What happens when something breaks or wears out, or we want a different size, etc?
Especially in 5 years or so when Trek stops making the proprietary parts.
Will OEM parts be crazy in cost?


----------



## cxwrench (Nov 9, 2004)

So far seems like you're one of the few worried about this...


----------



## Marc (Jan 23, 2005)

mtnbikerva1 said:


> What happens when something breaks or wears out, or we want a different size, etc?
> Especially in 5 years or so when Trek stops making the proprietary parts.
> Will OEM parts be crazy in cost?


You should network with the guy last month who bought a Ridley in 2013...the fork broke. Now he needs a new one.

Turns out, that frameset had a proprietary fork only made for Ridleys of that specific model in that specific year...and last I heard he was hosed. How far we've come, from decades old bikes with nearly fully interchangeable parts...to now 2-3 year old framsets have to be sold/retired/binned because there are no parts that work with them.
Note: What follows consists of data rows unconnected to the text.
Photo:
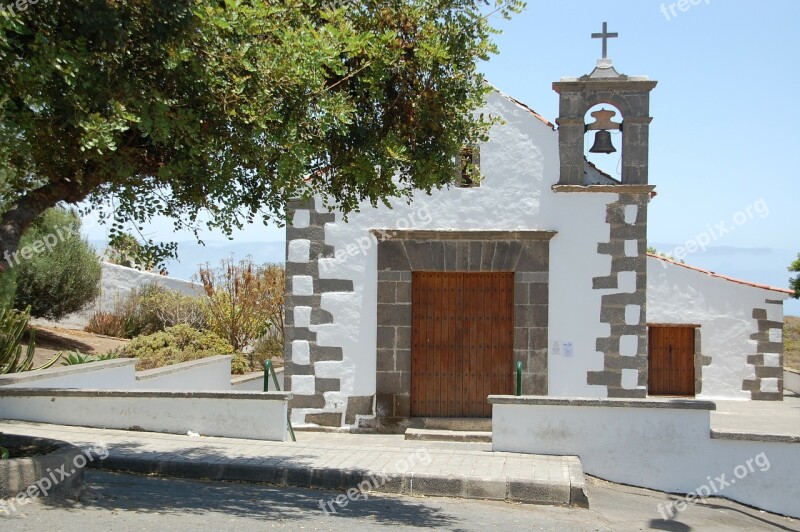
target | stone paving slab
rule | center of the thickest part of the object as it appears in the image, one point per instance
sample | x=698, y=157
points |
x=383, y=463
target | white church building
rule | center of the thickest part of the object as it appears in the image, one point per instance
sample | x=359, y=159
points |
x=426, y=308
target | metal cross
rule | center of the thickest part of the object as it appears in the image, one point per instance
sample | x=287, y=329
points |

Parts won't cost a crazy amount...you'll have to get them custom made yourself, because the OEM part ceased being made in 2015/16


----------



## Randy99CL (Mar 27, 2013)

Marc said:


> You should network with the guy last month who bought a Ridley in 2013...the fork broke. Now he needs a new one.
> Turns out, that frameset had a proprietary fork only made for Ridleys of that specific model in that specific year...and last I heard he was hosed.


I remember hearing of a US law that manufacturers must supply proprietary parts for 7 years? That was a long time ago, I wonder if it's still in effect.


----------



## mtnbikerva1 (Jan 30, 2009)

cxwrench said:


> So far seems like you're one of the few worried about this...


Because I do not like waisting money!


----------